CIC Services wins latest microcaptive battle with IRS
A federal judge has blocked the US Inland Revenue Service (IRS) from enforcing guidance that penalizes nondisclosure of microcaptive insurance arrangements by advisory firm CIC Services LLC. The IRS must await the outcome of a suit by CIC contending that the guidance violated administrative law, said District Judge Travis R. McDonough.
According to the judge for Eastern District of Tennessee, CIC had shown it was likely to prevail in its suit, and he therefore imposed a preliminary injunction barring the IRS from enforcing the requirements laid out in its Notice 2016-66. The notice concerned microcaptives, taxed only on investment income, and labelled such arrangements as potentially abusive, so requiring their disclosure under threat of penalties.

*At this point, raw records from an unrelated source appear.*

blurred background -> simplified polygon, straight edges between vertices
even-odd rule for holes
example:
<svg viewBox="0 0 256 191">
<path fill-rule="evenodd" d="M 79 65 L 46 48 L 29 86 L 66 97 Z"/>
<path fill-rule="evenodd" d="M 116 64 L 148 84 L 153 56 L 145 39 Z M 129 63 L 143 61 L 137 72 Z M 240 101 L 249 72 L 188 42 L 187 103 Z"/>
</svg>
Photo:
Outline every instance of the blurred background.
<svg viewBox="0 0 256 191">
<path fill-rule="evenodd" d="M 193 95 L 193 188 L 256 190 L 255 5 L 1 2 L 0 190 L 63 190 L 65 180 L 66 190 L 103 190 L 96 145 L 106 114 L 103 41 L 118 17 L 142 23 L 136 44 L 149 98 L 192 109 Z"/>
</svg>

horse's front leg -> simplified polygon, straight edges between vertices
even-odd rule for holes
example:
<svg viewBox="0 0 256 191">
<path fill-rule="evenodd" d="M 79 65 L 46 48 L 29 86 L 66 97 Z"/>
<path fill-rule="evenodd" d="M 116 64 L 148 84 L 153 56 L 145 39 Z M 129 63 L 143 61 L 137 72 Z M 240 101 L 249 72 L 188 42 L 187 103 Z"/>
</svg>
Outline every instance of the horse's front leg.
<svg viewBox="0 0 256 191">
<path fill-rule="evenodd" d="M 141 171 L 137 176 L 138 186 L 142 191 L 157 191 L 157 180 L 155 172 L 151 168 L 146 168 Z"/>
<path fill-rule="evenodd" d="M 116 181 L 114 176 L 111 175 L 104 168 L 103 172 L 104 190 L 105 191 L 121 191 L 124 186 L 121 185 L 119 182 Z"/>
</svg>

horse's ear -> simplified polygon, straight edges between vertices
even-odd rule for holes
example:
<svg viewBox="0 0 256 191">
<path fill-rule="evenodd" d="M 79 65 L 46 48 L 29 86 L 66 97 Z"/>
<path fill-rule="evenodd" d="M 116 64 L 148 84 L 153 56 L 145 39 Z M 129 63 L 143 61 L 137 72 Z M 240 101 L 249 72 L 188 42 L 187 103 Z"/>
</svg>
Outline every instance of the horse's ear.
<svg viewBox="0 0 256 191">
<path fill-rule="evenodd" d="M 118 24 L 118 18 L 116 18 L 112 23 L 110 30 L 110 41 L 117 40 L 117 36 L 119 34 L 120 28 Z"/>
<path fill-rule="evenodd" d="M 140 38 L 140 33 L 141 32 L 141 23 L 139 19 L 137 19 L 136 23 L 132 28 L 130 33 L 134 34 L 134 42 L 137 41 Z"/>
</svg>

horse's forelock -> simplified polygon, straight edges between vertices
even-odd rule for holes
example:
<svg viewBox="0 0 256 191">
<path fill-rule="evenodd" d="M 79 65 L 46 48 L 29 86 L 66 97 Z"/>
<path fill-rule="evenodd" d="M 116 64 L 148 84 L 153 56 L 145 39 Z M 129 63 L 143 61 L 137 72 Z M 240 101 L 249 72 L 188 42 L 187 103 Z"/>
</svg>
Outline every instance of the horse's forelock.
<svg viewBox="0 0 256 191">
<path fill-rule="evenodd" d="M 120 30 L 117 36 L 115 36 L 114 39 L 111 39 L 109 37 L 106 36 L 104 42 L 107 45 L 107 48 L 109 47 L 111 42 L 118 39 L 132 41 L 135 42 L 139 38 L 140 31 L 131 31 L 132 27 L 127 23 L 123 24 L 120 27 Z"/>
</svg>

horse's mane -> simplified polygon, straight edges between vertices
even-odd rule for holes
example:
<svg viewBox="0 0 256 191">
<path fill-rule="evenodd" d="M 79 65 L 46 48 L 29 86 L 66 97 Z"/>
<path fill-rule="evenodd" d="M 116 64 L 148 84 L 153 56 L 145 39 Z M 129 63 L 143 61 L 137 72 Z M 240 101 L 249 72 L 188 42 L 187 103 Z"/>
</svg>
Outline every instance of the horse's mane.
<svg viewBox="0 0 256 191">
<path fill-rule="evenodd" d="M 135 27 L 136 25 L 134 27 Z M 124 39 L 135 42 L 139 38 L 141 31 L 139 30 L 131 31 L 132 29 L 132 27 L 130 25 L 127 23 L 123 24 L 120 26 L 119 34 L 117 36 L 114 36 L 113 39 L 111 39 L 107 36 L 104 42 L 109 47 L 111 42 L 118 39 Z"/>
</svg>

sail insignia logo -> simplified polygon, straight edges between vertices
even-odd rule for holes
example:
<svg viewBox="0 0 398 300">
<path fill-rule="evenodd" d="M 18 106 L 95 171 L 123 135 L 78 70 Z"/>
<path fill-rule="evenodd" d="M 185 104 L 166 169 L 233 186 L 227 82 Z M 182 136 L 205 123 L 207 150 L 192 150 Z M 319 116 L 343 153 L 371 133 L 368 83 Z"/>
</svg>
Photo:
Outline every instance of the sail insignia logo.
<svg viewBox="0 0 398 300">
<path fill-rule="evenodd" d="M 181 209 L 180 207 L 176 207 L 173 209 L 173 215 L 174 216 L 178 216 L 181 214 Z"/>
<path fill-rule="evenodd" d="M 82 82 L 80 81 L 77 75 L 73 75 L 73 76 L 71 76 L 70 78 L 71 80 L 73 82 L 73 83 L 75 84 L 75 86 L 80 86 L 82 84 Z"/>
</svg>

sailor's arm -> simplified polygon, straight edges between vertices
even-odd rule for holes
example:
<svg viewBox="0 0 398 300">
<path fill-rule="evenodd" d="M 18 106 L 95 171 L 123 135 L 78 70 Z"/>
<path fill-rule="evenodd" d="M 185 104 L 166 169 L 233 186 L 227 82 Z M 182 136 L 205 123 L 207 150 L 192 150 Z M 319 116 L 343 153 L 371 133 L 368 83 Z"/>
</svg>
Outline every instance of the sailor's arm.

“CIC has demonstrated that it is likely to succeed on its claim that Notice 2016-66 constitutes a legislative rule and that it is invalid because the secretary failed to comply with required notice-and-comment procedures under the APA," said Judge McDonough.
It’s the latest in the long legal battle. In November 2017, the Tennessee federal court found the case was barred by the Anti-Injunction Act, which prohibits suits that could restrain tax collection. A split Sixth Circuit affirmed that decision.
In May, however, the Supreme Court determined that CIC Services’ suit targeted Notice 2016-66, not potential tax collection, and sent the case back to the lower court. The government’s attempt to reverse that finding has now failed.
The judge found significant fault with the IRS’s determination that microcaptive insurance arrangements were "transactions of interest” that should be reported – a definition, he said, that was “nebulously defined”.
“Effectively, a ‘transaction of interest’ is any transaction the IRS believes is the same or similar to any other transaction it has previously deemed a transaction of interest. Such a circular definition amounts to a catch-all that seemingly grants the IRS unlimited discretion to label any transaction a ‘transaction of interest,’ and, thus, a ‘reportable transaction,’ if it believes the transaction has the potential for tax avoidance or evasion.,” said McDonough.
Kenneth Lazarus of Lazarus & Associates, representing CIC Services, told website Law360 he was “pleased and thankful” for the interim relief and “anxious to get on with the pursuit of further relief in the case”.